TAGESSTIMME: Das Regiment Azov ist eine wichtige Säule in der Verteidigung Mariupols. Erst neulich wurde Denys Prokopenko, Kommandant des Azov-Regiments, als „Held der Ukraine“ ausgezeichnet. Das ist die höchste Anerkennung des ukrainischen Staates. Erleben wir derzeit die Geburt eines neuen nationalen Mythos der Ukraine?
Tamarin: Ich denke, das hat mit einem „Mythos“ gar nichts zu tun. Denys Prokopenko, genannt „Redis“, und Wolodymyr Baranyuk, Kommandant der 36. Marinebrigade, sind bereits jetzt echte Helden. Sie kämpfen in Unterzahl, wehren zahllose Feine ab, führen erfolgreiche Abwehraktionen durch: Sie sind echte Helden und wahre Vorbilder für Mut, Moral, Haltung und Professionalität. Was die Abwehrmaßnahmen betrifft, so trifft die AZOV die einzig wichtigen Maßnahmen, da außer ihnen und den Marineinfanterie keine regulären Truppen mehr dort sind.
TAGESSTIMME: Viele deutsche Medien warnen, dass der gegenwärtige Kampf des Azov-Regiments ukrainische Nationalisten stärken könnte. Könnten Sie deshalb uns erklären, für welche Ideen das Azov-Regiment steht und wofür Sie kämpfen?

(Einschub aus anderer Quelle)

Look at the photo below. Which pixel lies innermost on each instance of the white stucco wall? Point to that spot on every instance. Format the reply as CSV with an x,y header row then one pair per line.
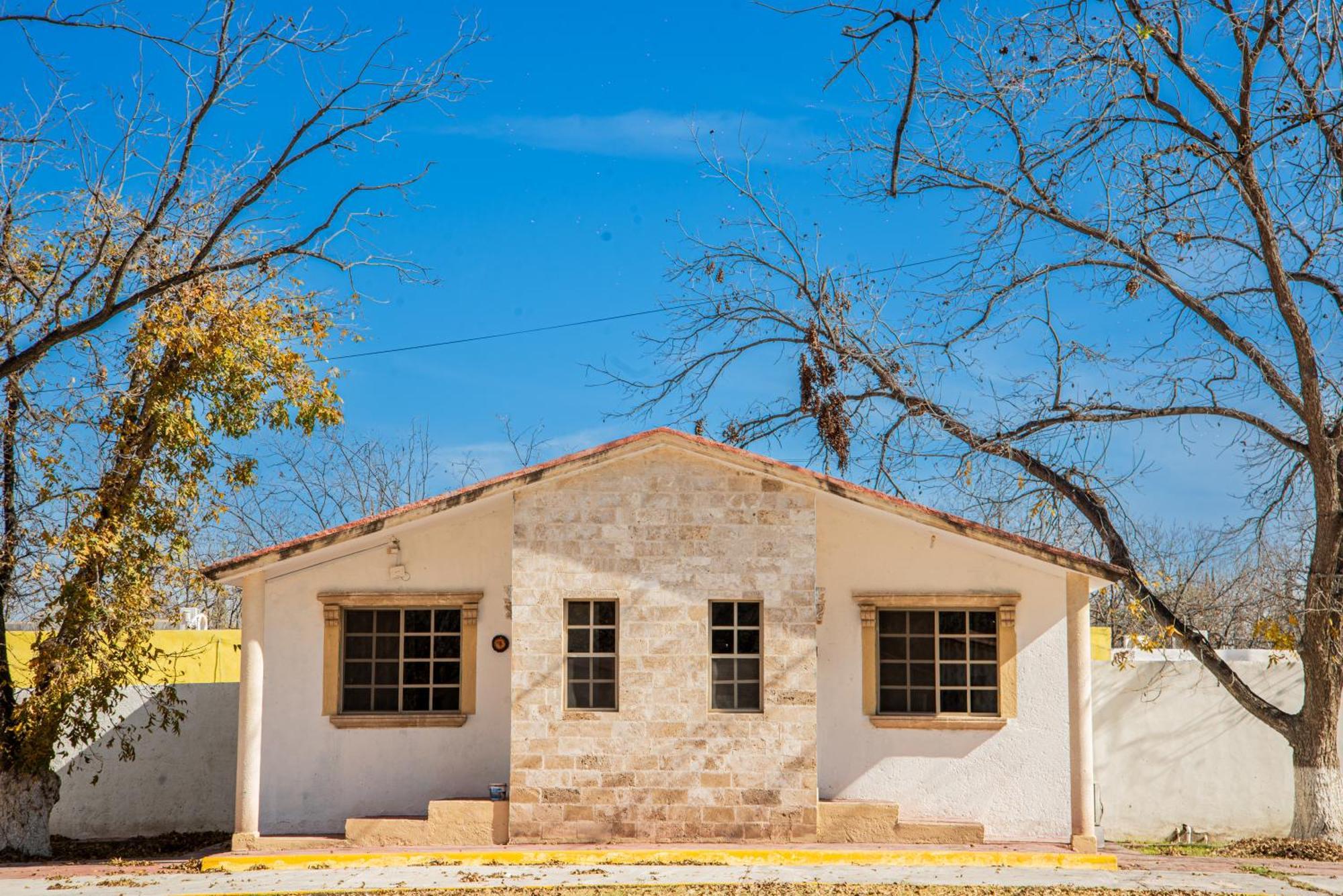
x,y
181,783
1015,781
315,776
1173,748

Tamarin: Um diese Frage zu beantworten, müssen wir eine Sache klarstellen. Nationalismus ist die Liebe zur eigenen Heimat. Nationalismus bedeutet, die Interessen deines Landes und deines Volkes über deine eigenen zu stellen. Das hat nichts mit dem nationalsozialistischen Deutschland oder dem faschistischen Italien zu tun. Ich wiederhole, Nationalismus ist die Liebe zur Heimat. Nationalismus ist nicht die Sprache des Hasses oder die Ideologie, Fremde nicht zu tolerieren. Das sind ja jene Einstellungen, die sie immer wieder mit dem Nationalismus unterstellen, um die Leute zu manipulieren. Wir Ukrainer sind stolz auf unsere Nationalhelden. Wir sind stolz auf unsere Geschichte. Und wir sind ein weitgehend nationalistisches Land.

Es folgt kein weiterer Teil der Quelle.